E ha citato le parole di papa Francesco a Caserta: “Noi siamo nell’epoca della globalizzazione e pensiamo cosa sarebbe l’unità nella Chiesa: una sfera, dove tutti i punti sono equidistanti dal centro, tutti uguali? NO. Questa è uniformità. E lo spirito Santo non fa uniformità. Che figura possiamo trovare? Pensiamo al poliedro: il poliedro è una unità ma con tutte le parti diverse, e ognuna conserva e ha la sua peculiarità, il suo carisma… unità nella diversità. In questo cammino noi cristiani facciamo ciò che chiamiamo ecumenismo”.

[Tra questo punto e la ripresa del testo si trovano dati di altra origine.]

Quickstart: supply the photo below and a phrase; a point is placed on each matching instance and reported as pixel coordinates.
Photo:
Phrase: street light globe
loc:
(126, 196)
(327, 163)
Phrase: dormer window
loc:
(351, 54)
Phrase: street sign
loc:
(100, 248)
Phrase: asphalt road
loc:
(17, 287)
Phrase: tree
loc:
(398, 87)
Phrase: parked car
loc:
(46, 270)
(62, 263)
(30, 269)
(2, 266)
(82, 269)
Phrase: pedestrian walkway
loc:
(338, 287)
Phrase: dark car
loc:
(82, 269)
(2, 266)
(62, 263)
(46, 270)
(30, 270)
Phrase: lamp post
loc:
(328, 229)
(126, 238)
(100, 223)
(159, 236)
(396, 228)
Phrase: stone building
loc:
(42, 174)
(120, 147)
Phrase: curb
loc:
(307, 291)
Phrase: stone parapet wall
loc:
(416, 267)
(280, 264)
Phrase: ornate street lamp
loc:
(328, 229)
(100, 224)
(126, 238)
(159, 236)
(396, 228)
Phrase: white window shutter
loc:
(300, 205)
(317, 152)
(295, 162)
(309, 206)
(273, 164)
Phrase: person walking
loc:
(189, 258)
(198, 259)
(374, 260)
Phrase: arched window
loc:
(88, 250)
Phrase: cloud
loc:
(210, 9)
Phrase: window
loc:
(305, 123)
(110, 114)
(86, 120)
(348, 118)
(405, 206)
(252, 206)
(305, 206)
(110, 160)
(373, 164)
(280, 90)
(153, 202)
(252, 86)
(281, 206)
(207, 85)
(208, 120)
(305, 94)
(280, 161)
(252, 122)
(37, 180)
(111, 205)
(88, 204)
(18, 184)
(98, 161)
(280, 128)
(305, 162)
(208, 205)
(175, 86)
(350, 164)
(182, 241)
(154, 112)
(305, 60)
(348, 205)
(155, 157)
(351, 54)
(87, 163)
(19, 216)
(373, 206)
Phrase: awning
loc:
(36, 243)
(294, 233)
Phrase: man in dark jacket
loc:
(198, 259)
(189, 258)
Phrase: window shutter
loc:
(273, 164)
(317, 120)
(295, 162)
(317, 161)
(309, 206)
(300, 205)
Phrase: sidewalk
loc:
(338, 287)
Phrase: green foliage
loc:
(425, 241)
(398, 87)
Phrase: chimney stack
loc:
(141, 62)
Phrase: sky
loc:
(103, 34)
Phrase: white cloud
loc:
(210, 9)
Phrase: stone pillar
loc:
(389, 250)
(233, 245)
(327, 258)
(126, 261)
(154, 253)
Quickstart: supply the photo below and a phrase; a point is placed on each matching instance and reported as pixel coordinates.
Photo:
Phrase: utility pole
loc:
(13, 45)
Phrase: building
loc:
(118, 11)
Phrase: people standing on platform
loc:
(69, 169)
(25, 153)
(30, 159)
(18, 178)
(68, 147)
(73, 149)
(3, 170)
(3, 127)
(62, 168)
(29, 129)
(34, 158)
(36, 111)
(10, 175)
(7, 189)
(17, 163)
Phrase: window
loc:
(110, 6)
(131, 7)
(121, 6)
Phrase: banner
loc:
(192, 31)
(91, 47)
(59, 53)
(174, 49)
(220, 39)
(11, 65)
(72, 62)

Il giorno successivo è stato all’insegna di esperienze. Una che ci ha colpito particolarmente è stata quella raccontata dal cardinal Lopez in collegamento da Rabat: ci ha fatto toccare con mano che, nonostante in Marocco ci siano 30.000 cristiani rispetto ai 67 milioni di musulmani, è possibile vivere in amicizia e ci ha anticipato che gli esercizi spirituali dell’anno prossimo saranno proprio lì in Marocco dal 5 al 12 luglio in ascolto dei testi sacri letti sulla terra: Torah, Bibbia e Corano.
Ci siamo salutati prendendoci l’impegno di vivere e comunicare a più persone possibili l’urgenza e la necessità dell’unità nel mondo di oggi. Perché: se non siamo infiammati dal fuoco dell’unità come potremo mai riscaldare un mondo raffreddato dalla disunità?